On Thursday of last week the NCAA voted to allow the power five conferences to have autonomy in some areas like full cost of attendance and recruiting rules. One thing I was hoping for was the ability to have increased baseball scholarships.
Right now college baseball is limited to 11.7 scholarships per team. With 27 players on conference rosters, 35 on non-conference rosters and up to 40 or so each year on the full roster that’s not much, especially when you’re a SEC school who would gladly spend more on baseball if allowed.
If college baseball teams were able to offer full scholarships to more players there is little doubt in my mind there would be more decisions to attend college than accept a professional contract out of high school. I think it would improve the game and enhance its popularity.
Unfortunately it looks like scholarships won’t fall under the “autonomy umbrella”.
Areas that will not fall under the autonomy umbrella include postseason tournaments, transfer policies, scholarship limits, signing day and rules governing on-field play.

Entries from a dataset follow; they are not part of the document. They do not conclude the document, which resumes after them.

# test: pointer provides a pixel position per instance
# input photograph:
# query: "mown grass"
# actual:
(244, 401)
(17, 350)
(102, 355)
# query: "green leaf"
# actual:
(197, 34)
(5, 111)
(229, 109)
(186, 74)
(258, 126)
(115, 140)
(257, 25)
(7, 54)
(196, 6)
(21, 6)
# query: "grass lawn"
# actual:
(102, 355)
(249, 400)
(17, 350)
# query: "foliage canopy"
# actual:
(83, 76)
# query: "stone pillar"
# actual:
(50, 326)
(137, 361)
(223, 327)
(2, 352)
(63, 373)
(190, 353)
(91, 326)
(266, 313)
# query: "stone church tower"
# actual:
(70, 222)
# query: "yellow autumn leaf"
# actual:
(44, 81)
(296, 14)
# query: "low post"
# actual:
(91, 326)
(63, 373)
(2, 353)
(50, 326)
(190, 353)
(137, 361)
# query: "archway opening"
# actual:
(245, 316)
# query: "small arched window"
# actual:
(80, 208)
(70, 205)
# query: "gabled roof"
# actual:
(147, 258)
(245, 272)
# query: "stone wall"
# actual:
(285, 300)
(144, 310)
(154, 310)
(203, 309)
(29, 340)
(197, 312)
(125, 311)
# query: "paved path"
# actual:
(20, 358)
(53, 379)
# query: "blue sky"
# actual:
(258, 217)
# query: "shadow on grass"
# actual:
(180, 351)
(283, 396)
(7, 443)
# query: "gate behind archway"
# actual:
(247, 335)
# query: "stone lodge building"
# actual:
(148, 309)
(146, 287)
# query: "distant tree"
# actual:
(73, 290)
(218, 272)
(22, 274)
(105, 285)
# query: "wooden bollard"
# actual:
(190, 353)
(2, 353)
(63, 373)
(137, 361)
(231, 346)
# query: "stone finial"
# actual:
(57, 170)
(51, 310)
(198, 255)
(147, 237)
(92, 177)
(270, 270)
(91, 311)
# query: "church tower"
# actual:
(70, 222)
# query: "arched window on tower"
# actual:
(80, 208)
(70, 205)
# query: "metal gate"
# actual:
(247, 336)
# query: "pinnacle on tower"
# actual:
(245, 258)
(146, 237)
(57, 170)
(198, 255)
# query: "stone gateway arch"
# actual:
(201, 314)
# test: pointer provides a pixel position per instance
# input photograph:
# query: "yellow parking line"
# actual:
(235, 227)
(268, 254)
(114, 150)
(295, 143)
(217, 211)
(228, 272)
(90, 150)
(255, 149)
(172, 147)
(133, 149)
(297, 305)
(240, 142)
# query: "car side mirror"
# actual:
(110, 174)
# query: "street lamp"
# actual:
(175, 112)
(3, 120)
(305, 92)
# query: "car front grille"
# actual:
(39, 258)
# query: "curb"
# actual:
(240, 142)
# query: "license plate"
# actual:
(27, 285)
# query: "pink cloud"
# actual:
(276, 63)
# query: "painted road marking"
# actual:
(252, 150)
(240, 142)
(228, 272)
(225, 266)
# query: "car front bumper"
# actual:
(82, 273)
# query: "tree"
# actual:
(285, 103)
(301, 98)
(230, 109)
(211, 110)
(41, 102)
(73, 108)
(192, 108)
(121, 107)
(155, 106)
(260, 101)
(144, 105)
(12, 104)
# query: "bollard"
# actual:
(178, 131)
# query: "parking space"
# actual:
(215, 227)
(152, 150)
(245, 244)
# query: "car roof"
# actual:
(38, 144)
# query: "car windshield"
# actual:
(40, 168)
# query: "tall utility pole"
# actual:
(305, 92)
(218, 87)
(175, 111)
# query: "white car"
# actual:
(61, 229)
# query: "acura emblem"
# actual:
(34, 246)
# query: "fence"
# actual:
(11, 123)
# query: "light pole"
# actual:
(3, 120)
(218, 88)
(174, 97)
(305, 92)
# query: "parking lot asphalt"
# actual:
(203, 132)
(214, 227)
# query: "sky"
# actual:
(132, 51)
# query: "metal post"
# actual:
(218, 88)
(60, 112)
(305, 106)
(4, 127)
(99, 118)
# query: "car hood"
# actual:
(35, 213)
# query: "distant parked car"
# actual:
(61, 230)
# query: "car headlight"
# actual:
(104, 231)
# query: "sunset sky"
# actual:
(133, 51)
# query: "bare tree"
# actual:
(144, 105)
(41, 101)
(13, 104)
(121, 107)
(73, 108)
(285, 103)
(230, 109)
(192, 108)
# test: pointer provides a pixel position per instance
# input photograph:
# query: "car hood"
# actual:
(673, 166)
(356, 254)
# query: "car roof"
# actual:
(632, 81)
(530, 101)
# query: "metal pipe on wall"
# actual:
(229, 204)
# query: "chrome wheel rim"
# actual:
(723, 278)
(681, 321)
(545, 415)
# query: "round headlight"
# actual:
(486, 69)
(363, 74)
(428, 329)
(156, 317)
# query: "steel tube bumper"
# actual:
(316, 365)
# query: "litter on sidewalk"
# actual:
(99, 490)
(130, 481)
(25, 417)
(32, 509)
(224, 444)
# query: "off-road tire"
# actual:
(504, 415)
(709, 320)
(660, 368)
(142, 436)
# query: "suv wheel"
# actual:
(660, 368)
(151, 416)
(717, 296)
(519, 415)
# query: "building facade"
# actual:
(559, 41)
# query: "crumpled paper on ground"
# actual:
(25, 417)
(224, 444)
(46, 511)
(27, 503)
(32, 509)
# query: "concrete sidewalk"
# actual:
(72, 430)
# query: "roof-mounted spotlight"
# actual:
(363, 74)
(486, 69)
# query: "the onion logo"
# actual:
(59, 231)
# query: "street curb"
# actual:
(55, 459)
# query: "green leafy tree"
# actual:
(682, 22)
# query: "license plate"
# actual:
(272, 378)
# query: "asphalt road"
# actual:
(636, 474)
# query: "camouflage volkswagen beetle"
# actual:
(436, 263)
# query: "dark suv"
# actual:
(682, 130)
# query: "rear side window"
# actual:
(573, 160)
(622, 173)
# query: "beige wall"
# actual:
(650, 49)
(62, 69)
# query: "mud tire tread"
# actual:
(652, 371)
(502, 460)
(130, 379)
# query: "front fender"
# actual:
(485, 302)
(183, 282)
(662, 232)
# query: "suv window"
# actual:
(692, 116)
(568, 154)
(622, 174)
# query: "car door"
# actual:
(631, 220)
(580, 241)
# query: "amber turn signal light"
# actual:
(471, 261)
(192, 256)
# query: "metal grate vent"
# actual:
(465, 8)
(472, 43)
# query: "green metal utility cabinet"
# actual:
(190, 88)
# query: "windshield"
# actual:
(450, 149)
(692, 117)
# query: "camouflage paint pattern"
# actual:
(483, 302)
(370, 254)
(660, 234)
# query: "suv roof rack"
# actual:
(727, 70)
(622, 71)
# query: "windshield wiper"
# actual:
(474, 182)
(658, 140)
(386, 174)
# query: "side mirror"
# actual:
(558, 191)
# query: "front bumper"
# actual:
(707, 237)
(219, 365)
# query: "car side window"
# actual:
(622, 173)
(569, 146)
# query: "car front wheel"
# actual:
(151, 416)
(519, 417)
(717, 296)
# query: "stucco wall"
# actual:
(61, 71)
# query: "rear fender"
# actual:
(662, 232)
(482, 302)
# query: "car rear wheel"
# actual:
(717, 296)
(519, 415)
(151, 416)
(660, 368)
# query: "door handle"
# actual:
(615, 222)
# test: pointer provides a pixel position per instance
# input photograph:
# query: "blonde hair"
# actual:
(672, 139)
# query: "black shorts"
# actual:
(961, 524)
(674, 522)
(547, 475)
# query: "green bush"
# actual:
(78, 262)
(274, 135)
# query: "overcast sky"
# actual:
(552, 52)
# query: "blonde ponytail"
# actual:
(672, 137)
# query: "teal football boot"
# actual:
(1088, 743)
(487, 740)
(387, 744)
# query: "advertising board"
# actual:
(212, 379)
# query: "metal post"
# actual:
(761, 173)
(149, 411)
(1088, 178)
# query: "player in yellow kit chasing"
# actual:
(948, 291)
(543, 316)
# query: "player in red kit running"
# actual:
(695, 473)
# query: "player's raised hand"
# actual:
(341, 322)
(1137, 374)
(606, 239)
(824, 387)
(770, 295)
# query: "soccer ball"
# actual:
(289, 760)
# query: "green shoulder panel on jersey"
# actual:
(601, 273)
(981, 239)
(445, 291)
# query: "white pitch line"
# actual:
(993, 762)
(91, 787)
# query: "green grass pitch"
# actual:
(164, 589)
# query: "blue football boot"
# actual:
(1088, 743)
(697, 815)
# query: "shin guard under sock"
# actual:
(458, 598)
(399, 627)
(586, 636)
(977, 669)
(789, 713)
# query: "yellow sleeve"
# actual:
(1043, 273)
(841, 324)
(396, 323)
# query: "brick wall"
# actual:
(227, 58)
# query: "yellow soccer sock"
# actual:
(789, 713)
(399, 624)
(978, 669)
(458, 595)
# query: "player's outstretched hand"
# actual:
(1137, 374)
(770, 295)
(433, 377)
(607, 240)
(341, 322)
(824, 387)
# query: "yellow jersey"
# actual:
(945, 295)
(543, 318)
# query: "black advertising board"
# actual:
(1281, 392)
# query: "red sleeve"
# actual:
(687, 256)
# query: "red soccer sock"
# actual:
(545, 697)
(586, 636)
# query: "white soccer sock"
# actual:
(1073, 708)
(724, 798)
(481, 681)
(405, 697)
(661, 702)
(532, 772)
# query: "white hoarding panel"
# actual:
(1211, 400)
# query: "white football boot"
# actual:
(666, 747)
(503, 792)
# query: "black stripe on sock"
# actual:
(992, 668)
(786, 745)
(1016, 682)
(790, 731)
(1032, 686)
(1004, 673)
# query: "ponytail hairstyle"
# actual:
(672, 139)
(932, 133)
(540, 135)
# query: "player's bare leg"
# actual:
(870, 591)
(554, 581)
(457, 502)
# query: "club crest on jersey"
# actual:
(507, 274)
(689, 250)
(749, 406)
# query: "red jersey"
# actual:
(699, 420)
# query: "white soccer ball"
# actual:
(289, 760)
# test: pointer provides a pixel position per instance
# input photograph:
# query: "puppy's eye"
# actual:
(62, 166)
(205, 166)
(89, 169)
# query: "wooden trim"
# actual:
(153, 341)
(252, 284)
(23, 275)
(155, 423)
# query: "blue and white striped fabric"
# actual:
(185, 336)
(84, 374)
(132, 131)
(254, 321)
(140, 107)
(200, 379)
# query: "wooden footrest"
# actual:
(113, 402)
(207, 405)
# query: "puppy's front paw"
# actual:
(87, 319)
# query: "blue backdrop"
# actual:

While baseball isn’t the chief concern in all of these decisions, this is just one more reason the power five should break off from the NCAA in my opinion. It’s possible that every SEC program’s budget be over $80-90 million in the next year or two. Other power five leagues may not be able to boast those kind of figures but they aren’t far off, and could easily afford to add baseball scholarships if they would like to.
For a baseball conference like the SEC, this would be a no-brainer. I’m sure the Pac 12, ACC, and Big 12 would also join in – maybe with a 25 or 27 limit.
It’s too bad more scholarships won’t be offered to baseball players. It’s a great sport and hopefully one day the rest of the country will realize it.